The Potato “Christmas Tree”
This is our favorite potato “Christmas Tree” vendor. The tree is one, delicately, spirally sliced potato, dipped in special flour/egg batter, deep fried to golden perfection and sprinkled with special herbs and spices. And, of course, the requisite four striped slather of ketchup — all on one, long bamboo skewer! The thinness of the slice makes it a hybrid somewhere between one very long french fry and one very long potato chip. We are not sure how to eat it. If you eat it like boiled, corn on the cob, you will get ketchup on your face somewhere. If you pick at it, tearing off pieces, remember it is one slice. Some pieces may crumble and fall. Be aware, too, of ketchup drip. One thing is for sure, always stand upwind to avoid ketchup splatter and be sure to get some napkins. They aren’t offered with the product, so you may have to ask for them or bring along your own supply.
This time a side story was developing. Whenever we stop at vendor, we usually attract a small crowd. What do the Americans think is so good? What are they eating? A woman stops with her white dog. My wife is a dog lover. She starts interacting with the dog, talking to it and tussling with it. The owner is initially pleased, but soon the dog wants to play and talks back (dogs bark when they get excited and playful). The woman wanting to hush the dog decides to buy the vendor’s deep-fried chicken item on the menu. She offers the dog first bite, but is sniff and licks and decides “no.” The woman almost absent-mindedly puts the piece in her mouth, but checks herself at the last minute and asks the vendor for an additional skewer, one for her and one for the dog. The dog, however, is not interested in the food. It wants to play. She is having troubled handling the dog in one hand, her purse, and the food with skewers in the other. She becomes flustered and makes some remarks (in Chinese) to the vendor, which I guess is something like: “He doesn’t like your food. Hey, what kind of food are you selling? Is the meat bad? I want my money back.” He laughs and holds up both hand and replies (also in Chinese), and, again, I’m guessing something like, “No the meat’s good. All sales are final. I have lots of happy customers.” I think, however, that there must be lots of MSG in the seasoning and spices and the dog just wanted to eat natural.
So, as this dialogue is happening, I’m hurriedly trying to video all this on my iPhone, because the vendor is about to hand us our potato “Christmas Tree.” Suddenly, I hear Mim say behind me, “Better watch out, the dog wants to pee.” So, I look down to locate the dog, at the same time the owner is handing me the finished product. I’m trying to stop the video on my iPhone with one hand while balancing the precious potato “Christmas Tree” in the other, hoping not to drop it, while trying to locate the dog so that he doesn’t pee on my shoes. I turn to give the product to Mim who has back away and I momentarily forget to pay the vendor, my hands and attentions full with other things.

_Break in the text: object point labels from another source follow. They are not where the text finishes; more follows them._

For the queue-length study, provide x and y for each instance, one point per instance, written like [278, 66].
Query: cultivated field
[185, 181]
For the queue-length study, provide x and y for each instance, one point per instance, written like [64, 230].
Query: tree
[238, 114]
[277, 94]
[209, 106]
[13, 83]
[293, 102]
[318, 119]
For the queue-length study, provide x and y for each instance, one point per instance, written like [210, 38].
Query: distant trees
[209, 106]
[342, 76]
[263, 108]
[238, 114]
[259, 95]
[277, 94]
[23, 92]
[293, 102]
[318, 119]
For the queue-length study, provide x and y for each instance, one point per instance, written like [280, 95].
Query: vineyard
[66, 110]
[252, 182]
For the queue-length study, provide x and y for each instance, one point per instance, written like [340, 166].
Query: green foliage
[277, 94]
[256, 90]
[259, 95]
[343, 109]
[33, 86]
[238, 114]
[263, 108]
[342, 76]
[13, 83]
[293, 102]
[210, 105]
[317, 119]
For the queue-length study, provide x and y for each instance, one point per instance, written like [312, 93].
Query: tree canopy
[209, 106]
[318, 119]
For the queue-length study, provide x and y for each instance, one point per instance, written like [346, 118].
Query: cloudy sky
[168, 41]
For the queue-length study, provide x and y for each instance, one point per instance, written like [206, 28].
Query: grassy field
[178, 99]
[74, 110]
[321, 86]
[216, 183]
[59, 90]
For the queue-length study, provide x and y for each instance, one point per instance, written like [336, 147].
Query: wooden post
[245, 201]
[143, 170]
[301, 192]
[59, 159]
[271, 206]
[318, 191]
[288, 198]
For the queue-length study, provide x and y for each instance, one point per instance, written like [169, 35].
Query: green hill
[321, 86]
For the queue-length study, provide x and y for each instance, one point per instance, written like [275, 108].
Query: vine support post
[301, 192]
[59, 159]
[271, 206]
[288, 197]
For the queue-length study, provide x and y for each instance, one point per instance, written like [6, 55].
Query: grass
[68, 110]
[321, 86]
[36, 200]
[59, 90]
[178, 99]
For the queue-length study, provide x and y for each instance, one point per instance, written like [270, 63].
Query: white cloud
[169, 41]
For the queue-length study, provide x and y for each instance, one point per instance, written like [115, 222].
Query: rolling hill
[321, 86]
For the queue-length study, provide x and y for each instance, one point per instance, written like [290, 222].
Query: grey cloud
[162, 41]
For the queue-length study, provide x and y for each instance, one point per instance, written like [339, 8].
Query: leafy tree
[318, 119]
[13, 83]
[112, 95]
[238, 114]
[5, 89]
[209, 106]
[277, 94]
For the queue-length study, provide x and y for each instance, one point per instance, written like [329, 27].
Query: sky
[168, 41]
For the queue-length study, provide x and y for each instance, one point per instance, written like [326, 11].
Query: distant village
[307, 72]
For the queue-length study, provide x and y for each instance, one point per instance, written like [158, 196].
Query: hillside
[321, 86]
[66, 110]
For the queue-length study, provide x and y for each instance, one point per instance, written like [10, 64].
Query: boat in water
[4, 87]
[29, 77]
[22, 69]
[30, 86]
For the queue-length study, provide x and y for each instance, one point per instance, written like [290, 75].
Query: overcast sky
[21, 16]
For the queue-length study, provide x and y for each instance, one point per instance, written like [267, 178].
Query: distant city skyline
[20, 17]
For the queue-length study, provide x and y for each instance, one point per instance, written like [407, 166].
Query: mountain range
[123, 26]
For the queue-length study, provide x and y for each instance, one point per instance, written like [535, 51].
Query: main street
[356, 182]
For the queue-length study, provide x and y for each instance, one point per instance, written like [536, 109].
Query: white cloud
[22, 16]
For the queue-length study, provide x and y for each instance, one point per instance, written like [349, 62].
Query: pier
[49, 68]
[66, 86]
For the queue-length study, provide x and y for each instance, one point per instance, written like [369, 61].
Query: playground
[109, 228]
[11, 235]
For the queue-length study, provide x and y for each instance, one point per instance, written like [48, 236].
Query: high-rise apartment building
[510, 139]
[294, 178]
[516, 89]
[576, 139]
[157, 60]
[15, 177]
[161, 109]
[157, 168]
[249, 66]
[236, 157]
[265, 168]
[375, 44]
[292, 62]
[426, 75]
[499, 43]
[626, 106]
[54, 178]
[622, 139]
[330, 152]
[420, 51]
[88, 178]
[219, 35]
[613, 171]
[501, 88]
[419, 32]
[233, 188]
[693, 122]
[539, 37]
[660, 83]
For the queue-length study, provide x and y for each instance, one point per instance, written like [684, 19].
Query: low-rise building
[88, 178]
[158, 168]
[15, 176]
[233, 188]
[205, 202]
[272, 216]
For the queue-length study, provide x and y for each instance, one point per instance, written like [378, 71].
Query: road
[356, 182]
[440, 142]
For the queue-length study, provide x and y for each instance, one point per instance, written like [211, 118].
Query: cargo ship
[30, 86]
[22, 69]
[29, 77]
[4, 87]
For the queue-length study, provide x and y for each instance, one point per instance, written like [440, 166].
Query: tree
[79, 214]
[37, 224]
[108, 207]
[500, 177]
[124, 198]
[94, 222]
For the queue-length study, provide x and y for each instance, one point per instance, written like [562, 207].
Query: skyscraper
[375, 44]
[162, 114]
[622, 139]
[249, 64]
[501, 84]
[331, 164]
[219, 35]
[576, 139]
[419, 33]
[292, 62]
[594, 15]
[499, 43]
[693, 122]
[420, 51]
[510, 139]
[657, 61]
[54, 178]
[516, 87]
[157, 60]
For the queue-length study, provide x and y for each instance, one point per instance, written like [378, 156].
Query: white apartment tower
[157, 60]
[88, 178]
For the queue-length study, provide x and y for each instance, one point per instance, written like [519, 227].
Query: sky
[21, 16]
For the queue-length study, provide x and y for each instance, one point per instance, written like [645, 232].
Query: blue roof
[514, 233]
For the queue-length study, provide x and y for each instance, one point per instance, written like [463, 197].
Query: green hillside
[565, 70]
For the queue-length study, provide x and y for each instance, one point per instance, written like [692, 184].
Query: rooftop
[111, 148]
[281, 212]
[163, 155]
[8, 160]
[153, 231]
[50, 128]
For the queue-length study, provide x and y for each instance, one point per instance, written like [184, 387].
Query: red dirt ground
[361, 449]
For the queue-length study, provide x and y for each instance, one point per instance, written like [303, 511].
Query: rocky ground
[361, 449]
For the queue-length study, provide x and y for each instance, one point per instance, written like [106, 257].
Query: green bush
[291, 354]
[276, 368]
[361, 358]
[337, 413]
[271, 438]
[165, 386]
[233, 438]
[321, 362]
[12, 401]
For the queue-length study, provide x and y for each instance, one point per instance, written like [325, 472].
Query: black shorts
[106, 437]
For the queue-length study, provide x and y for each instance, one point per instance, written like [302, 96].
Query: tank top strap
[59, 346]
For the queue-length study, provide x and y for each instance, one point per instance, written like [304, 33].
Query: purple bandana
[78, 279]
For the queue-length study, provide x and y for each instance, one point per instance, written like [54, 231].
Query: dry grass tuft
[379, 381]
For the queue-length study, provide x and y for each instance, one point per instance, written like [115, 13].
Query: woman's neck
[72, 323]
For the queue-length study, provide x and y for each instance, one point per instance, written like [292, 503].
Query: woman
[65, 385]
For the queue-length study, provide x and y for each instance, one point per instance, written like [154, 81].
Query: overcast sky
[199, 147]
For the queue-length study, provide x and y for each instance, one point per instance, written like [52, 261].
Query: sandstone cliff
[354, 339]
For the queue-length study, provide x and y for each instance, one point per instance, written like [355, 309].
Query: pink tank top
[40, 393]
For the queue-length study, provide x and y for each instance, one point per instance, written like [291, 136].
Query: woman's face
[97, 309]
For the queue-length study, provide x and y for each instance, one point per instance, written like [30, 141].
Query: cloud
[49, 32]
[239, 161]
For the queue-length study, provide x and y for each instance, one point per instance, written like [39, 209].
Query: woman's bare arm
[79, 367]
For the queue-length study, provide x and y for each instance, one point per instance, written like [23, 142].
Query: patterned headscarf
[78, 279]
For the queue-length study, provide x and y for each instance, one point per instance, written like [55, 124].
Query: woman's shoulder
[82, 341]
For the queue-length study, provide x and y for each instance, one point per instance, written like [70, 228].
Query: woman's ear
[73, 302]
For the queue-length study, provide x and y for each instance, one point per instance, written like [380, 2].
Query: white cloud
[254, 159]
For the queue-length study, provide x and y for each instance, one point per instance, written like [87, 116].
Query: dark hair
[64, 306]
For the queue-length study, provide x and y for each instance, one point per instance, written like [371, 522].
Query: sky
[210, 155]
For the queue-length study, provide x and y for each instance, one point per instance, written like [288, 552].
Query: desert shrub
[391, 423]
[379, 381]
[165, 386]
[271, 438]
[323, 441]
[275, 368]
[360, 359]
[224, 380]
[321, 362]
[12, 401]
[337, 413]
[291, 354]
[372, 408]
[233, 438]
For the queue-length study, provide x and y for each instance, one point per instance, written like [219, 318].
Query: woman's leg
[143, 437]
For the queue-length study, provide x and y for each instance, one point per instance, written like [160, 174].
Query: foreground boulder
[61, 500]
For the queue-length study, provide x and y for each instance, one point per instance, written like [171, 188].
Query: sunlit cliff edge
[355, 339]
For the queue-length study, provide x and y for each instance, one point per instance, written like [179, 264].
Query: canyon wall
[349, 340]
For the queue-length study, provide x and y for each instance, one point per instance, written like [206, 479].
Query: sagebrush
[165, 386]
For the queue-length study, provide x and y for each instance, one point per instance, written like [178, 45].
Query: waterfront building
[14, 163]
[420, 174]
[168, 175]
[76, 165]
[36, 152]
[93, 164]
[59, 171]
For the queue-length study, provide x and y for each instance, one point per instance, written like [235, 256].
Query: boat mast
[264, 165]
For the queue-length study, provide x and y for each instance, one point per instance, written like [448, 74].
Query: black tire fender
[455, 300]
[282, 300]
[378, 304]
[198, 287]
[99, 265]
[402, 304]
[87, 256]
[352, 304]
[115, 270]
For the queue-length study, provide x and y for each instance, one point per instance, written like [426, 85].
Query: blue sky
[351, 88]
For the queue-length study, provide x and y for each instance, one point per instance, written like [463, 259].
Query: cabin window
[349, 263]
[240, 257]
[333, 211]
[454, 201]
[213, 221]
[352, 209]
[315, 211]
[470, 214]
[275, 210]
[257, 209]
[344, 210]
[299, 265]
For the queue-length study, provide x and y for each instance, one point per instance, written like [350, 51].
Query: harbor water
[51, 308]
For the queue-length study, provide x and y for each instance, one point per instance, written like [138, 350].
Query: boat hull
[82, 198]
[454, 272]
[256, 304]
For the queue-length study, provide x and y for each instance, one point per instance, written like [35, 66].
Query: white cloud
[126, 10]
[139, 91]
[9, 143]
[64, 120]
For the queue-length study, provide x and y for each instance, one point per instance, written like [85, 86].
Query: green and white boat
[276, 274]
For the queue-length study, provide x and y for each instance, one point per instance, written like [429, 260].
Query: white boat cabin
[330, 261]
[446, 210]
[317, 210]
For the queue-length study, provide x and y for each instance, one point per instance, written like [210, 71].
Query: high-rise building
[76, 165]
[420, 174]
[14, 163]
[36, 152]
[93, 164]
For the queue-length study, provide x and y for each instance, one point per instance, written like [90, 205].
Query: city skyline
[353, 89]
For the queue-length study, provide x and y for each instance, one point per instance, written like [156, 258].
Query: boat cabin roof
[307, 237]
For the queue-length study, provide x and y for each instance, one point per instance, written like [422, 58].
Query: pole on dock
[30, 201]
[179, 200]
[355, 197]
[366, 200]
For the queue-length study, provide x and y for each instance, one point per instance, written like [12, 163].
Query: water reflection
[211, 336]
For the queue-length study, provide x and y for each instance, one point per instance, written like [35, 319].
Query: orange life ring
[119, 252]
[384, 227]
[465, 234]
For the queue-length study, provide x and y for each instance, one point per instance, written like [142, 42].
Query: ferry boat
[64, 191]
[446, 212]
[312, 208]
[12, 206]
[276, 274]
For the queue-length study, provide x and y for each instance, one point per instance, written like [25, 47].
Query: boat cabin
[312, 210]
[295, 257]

I go back to pay, just as the dog quietly saunters over to the corner front, raises his leg and pees on the front of the vendor’s store, which is a roll-down, steel box (like for storage) container, except with upgrades for electricity, machinery, counter-tops, and even wall papering. All the businesses are equipped like these. Was the dog excited and just needed to pee or did it just post his review of the product — like putting it on YELP — for future reference?
Without language training and a cultural guide we are still trying to decode the everyday scripts people say and use when they interact with each other, like purchasing a potato “Christmas Tree” or interacting with dog culture or business culture. It can be fun and frustrating at the same time.